Nikt nie neguje prawa do własnej opinii. Tylko do twierdzenia, że to indywidualny widz (ta twoja "względność opinii" jako wartość najwyższa) ustala znaczenie sztuki Michała Anioła. Bo nie ustala. Albo ja trafnie rozpoznaje - albo nie. Albo się nie myli, albo mylić się musi nie widząc wielkości tego, co jest wielkie.

zweistein

A niby co jest tego wyznacznikiem? Ty?

GodWhore

Nie, ani ja, ani ty (choć takie masz marzenie). Sztuka i artysta. Wielkie albo marne.
Widzisz wielkość Rembrandta lub nie widzisz. Proste. Bo to, że nie walorów twórczości Rembrandta, Tołstoja czy Felliniego to przecież twoja, nie ich wina.

zweistein

Jak widać czytać ze zrozumieniem też nie potrafisz. Cóż, twoje
fantazje na temat moich marzeń nie mają nic do rzeczy.
"Sztuka i artysta. Wielkie i marne" - głupie frazesy.
Ponownie: kto ustala czy coś jest wielkie, czy marne.
--
Człowieku, zrozum wreszcie, że to kwestia względna.
Dla jednych bohaterowie w filmie byli barwni, dla
drugich przerysowani. Dla jednych oryginalni,
dla drugich nierealni.

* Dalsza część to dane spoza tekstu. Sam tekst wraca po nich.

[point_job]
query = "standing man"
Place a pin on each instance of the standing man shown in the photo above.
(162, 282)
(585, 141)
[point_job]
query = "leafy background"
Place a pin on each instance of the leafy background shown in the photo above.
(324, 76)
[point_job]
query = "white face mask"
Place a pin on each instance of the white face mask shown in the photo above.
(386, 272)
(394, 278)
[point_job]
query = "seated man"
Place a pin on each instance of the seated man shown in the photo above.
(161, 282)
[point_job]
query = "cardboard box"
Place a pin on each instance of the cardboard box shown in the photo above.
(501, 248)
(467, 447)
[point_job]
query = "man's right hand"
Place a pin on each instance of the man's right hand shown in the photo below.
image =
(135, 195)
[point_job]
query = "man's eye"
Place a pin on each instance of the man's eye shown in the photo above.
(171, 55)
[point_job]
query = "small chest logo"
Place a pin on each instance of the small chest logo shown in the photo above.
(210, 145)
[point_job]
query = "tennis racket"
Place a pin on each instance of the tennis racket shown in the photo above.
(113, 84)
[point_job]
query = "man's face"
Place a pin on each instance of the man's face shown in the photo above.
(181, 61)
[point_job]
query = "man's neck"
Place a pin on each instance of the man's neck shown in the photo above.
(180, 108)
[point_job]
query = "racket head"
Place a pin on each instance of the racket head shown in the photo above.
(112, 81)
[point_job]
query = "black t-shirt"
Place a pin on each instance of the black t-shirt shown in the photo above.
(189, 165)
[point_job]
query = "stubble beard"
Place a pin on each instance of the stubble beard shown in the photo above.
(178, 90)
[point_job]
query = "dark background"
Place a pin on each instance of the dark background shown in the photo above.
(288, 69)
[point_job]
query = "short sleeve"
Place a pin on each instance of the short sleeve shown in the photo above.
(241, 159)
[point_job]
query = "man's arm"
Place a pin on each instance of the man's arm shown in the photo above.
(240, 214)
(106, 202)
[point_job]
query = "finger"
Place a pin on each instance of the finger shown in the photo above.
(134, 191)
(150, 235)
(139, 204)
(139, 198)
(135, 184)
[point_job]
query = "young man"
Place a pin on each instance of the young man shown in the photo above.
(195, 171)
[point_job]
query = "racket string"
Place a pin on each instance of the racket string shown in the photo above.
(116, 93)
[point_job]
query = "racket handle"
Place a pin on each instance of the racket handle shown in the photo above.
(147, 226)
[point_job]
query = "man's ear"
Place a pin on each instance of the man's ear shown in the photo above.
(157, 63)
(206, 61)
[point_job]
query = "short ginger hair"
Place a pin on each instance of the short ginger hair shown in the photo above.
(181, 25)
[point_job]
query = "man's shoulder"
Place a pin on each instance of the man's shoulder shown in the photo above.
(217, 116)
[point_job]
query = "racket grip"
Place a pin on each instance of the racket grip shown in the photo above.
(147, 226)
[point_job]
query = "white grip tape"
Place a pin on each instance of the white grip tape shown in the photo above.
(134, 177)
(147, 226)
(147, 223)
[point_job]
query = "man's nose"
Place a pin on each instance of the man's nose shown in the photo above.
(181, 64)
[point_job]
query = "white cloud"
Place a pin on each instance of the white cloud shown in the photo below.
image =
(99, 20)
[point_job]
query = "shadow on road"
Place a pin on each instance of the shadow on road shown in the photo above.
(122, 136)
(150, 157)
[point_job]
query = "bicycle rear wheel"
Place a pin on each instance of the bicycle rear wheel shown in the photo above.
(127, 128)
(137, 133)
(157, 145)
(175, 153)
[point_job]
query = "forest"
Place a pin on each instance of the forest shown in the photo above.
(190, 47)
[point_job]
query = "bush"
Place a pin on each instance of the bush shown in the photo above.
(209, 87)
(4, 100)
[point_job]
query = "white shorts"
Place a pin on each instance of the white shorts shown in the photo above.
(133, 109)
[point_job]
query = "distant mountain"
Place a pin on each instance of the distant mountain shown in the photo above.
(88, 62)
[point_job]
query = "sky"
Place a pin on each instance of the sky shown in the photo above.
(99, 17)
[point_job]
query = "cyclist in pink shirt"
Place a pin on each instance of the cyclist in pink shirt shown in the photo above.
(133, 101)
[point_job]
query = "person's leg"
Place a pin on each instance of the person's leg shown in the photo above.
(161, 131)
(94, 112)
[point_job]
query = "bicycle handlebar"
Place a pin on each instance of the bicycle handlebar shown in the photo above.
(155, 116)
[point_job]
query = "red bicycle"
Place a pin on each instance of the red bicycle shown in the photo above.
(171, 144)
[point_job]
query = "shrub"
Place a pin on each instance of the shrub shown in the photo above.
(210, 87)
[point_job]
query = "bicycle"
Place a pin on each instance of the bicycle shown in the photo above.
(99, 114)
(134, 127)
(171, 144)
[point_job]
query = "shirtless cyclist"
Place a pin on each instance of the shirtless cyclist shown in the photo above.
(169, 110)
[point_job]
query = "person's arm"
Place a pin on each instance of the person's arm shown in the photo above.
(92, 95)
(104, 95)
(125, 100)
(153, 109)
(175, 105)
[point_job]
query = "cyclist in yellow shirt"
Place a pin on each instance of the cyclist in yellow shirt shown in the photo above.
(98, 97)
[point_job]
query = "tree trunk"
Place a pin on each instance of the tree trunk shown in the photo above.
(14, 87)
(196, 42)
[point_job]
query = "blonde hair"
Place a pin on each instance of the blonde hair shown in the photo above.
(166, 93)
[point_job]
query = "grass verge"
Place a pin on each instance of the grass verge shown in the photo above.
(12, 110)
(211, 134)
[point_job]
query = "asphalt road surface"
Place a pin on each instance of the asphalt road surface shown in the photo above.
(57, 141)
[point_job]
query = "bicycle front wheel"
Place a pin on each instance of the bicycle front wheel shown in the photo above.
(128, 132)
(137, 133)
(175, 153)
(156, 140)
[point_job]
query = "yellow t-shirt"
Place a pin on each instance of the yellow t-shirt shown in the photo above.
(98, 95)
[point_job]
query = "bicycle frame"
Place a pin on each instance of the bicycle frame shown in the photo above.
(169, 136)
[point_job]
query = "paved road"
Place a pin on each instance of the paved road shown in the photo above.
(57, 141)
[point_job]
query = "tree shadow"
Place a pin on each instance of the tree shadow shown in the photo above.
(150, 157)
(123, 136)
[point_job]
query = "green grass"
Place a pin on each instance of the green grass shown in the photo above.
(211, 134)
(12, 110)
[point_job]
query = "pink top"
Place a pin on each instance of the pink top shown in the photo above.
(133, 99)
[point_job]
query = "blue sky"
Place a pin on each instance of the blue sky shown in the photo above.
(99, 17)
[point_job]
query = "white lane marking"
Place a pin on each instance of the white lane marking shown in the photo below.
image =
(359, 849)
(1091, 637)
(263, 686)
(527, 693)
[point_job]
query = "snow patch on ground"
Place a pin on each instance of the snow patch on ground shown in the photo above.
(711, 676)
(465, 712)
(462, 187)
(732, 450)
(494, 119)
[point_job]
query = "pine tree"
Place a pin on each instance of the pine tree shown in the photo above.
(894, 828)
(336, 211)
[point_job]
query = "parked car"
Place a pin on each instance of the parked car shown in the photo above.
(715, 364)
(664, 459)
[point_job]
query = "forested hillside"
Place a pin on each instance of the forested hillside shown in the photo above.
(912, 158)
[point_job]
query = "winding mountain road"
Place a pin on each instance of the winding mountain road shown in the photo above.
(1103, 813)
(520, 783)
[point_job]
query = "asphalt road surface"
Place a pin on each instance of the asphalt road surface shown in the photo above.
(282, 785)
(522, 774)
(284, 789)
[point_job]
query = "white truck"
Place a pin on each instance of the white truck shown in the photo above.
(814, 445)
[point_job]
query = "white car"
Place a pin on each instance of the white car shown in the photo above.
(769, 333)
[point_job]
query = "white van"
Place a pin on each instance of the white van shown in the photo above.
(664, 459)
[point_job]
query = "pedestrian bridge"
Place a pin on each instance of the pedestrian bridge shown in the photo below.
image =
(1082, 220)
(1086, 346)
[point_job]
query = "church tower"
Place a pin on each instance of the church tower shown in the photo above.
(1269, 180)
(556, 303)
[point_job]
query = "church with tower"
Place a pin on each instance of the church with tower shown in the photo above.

Jednych będzie coś śmieszyć,
dla drugich będzie to po prostu głupie. Ktoś się wzruszy,
ktoś inny powie, że było mdłe.
Nie da się udowodnić, że dany film/rzeźba/piosenka etc była
zła/dobra, bo to tylko twoje zdanie, a nie fakt.

GodWhore

"Ponownie: kto ustala czy coś jest wielkie, czy marne."

"Nie da się udowodnić, że dany film/rzeźba/piosenka etc była
zła/dobra, bo to tylko twoje zdanie, a nie fakt."

Fakt jest stanem rzeczy, który ma miejsce. Zaś stan rzeczy może polegać na tym, że określony przedmiot ma pewną własność. Ale czy np. kolor jest cechą obiektywną, czy wymaga punktu odniesienia (choćby wzornik).
Dzieło sztuki może być zarówno oceniane przez przygotowanych zawodowo krytyków, jak i publiczność kierującą się własnymi kryteriami. O odbiorze będą decydować uwarunkowania kulturowe, kontekst historyczny lub moda. I tu pojawia się aspekt ilościowy - wiele pozytywnych opini budzi zainteresowanie dziełem i coraz więcej osób może je docenić. Jednak o wielkości sztuki zadecyduje jej nieprzemijalność. Nie trzeba udowadniać każdemu pokoleniu wielkości muzyki Bacha, a nie każdy jej chce słuchać. Tak samo jest z filmami, tylko że kino istnieje dużo krócej i takich Bachów wciąż żyjących trochę jest.

GodWhore

Nie, zupełnie nie jest względne, człowieku ;), czy Rembrandt był wielkim malarzem, czy też nie był. Natomiast, oczywiście nie każdy jest w stanie tę wielkość zobaczyć i poczuć. Więc nieprzemakalnośc na Bacha czy Rembrandta jest usterką i niedostatkiem widza i odbiorcy, nie wybitnej sztuki i wybitnych artystów.

zweistein

Bo co, bo Ty tak mowisz?

GodWhore

Co tam ja, przecież mi nie ufasz. Ale może zajrzysz do kilku dowolnych książek o sztuce, zobacz np. co o Vermeerze pisał Herbert, jak widział malarstwo van Gogha Karpiński.
Ale powiedz, może wiesz, jak wytłumaczyć niewidomego fakt istnienia kolorów? Jak "udowodnić" obojętnemu na wielką sztukę, że ona istnieje?

zweistein

A więc Twoim zdaniem Karpiński decyduje, kto jest artystą, a kto nie?

GodWhore

Nie, on tylko to trafnie rozpoznaje (ma wiedzę, smak, czucie), ty nie.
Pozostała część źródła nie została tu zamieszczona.